Rent vs. Buy: You would be much better off to simply rent for a while. Way too much property on the market and sinking prices in the NW at that. By the way, make sure the real estate people qualified these so-called "buyers". Lots of deals don't get done because lenders are much more strict than in the past. When we sold out home in outer SE Portland in 2009, a buyer lost his job a week before closing time. So we had to wait three more months before a new buyer showed up. I would be especially wary of any FHA deals where the buyer wants you to pay a numeber of transaction costs. Good luck with the sale...And remember in this economy "cash is king".

Dave A.

I agree with most of your points except FHA is a strong strategy for getting a home sold. It all boils down the the figure at the bottom of the HUD-1 statement.

I've successfully talked over 60 clients NOT to sell now because of the weak sellers' market. However, I DO believe it is a great time to buy. Lots of inventory, great interest rates, banks that don't know how to properly price a property. But I'd be very, very selective.

"At a financial conference today, [JPM CEO Jamie] Dimon told Fed chief Ben Bernanke there's no longer any reason to crack down on Wall Street. 'Most of the bad actors are gone,' he said. '[O]ff-balance-sheet businesses are virtually obliterated, ... money market funds are far more transparent" and 'most very exotic derivatives are gone.'

Dimon said he worried that financial reform legislation is 'holding us back at this point' from a stronger economy."
http://www.readersupportednews.org/opinion2/279-82/6197-jamie-dimons-bizarre-idea-about-why-the-recovery-has-stalled

"JPMorgan Chase and the other giant banks on Wall Street are bigger than they were before. And now they're certain they're too big to fail. Without far stricter regulation they have every incentive to repeat their binge."

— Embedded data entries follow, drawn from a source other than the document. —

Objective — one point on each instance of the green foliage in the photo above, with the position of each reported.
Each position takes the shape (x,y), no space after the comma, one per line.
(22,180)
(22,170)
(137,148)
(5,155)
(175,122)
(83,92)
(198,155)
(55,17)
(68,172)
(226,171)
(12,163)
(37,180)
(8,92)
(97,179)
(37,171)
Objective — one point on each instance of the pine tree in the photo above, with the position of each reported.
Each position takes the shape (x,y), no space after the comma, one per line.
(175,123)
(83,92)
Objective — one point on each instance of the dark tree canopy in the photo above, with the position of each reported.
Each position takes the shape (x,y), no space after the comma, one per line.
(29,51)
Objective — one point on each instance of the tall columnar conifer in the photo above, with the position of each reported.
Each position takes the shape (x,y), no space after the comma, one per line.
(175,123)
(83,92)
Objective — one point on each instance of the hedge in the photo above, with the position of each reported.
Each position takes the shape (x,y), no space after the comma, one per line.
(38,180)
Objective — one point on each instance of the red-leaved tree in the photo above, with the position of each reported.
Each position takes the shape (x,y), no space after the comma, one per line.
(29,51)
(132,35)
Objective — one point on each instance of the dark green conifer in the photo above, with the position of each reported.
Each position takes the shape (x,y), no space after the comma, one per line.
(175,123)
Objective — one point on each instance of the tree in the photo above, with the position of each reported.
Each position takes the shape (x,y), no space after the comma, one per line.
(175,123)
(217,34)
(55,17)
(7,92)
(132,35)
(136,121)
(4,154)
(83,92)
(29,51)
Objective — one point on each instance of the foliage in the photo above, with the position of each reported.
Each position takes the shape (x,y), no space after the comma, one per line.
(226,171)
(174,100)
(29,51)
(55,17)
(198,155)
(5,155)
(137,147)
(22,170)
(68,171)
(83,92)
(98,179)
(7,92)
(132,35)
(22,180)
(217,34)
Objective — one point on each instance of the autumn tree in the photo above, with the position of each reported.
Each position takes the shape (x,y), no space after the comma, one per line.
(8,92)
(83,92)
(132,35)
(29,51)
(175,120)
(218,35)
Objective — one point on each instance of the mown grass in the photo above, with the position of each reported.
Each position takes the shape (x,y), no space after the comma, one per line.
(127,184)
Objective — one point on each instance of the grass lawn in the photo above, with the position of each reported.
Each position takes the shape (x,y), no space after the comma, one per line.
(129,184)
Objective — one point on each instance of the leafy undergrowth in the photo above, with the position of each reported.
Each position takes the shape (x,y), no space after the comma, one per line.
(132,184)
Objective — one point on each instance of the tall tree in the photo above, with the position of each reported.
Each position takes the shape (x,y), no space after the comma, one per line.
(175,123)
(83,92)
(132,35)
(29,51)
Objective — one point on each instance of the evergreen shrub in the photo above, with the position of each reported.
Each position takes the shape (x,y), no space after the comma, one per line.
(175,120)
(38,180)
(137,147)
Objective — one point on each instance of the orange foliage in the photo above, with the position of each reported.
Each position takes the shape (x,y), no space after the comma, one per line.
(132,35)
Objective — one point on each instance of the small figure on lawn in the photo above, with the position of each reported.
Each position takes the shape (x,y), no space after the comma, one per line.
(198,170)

I should add something about Dimon asserting last February (MarketWatch) that the problem he foresaw during the quarters ahead was the banks having too much capital accumulation. And maybe something about the NYT reporting a few weeks ago that the banks have a problem because they own too much foreclosed property. But it's late and I'm tired. Besides, if someone doesn't know these things by now, he has not been paying attention.

Does anyone else recall the anecdote related by DSK -- the most recent IMF head, now under house arrest in NYC, in the film "Inside Job" -- about attending a meeting in 2008 with Henry Merritt "Hank" Paulson, Jr and American banksters during which the banksters begged for regulation?

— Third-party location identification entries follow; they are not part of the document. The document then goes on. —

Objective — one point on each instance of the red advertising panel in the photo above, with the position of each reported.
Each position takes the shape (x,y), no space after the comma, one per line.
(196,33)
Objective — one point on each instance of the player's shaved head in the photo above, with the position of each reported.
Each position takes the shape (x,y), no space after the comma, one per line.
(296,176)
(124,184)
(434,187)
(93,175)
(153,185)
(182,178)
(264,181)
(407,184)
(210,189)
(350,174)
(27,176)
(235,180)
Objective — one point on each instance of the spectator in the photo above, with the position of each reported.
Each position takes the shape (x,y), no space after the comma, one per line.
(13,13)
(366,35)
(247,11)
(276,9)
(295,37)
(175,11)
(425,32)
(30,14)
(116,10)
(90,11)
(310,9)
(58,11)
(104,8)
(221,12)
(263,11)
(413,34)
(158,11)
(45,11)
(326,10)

@Rent vs. Buy: definitely rent.

Once the Chinese quit buying our 4.3% U.S. Treasury bonds (or the Fed quits printing money), mortgage rates will rise to 7% (or higher). That will take another 15% to 20% out of market value of sub-$300k single family homes.

Why? Because most sub-$300k buyers don't pay cash (they need a mortgage), and their focus is on their monthly payment, not the total cost of ownership (or contract price).

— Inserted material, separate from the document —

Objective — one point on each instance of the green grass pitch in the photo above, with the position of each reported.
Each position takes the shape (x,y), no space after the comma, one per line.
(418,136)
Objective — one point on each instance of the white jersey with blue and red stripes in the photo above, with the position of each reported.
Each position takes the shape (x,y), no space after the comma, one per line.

As interest rates go up, people have to borrow less money to maintain the same monthly payment. When you reduce the leverage available to mortgage buyers, there is downward pressure on home prices, especially when the price takers (REO's and short sales) make up 40% of the market.

Ditto for property taxes: the higher the "monthly" property tax, the less money the bank will qualify you to borrow.

It's hardly just OR:

"The S&P/Case-Schiller index fell to its lowest level since 2003 in a survey released last week. And Fed chair Ben Bernanke warned in a Tuesday speech that the housing sector's ongoing woes are exerting a major drag on the rest of the economy.

Robert Schiller, who co-founded the index, said today that a further decline in home values of 10 percent to 25 percent over the next five years 'wouldn't surprise me at all.'"
http://yhoo.it/j3yq4A

The federal government's efforts to encourage banks to renegotiate mortgages for the millions whose homes are under water have so far achieved negligible results in terms of removing the "major drag on the rest of the economy."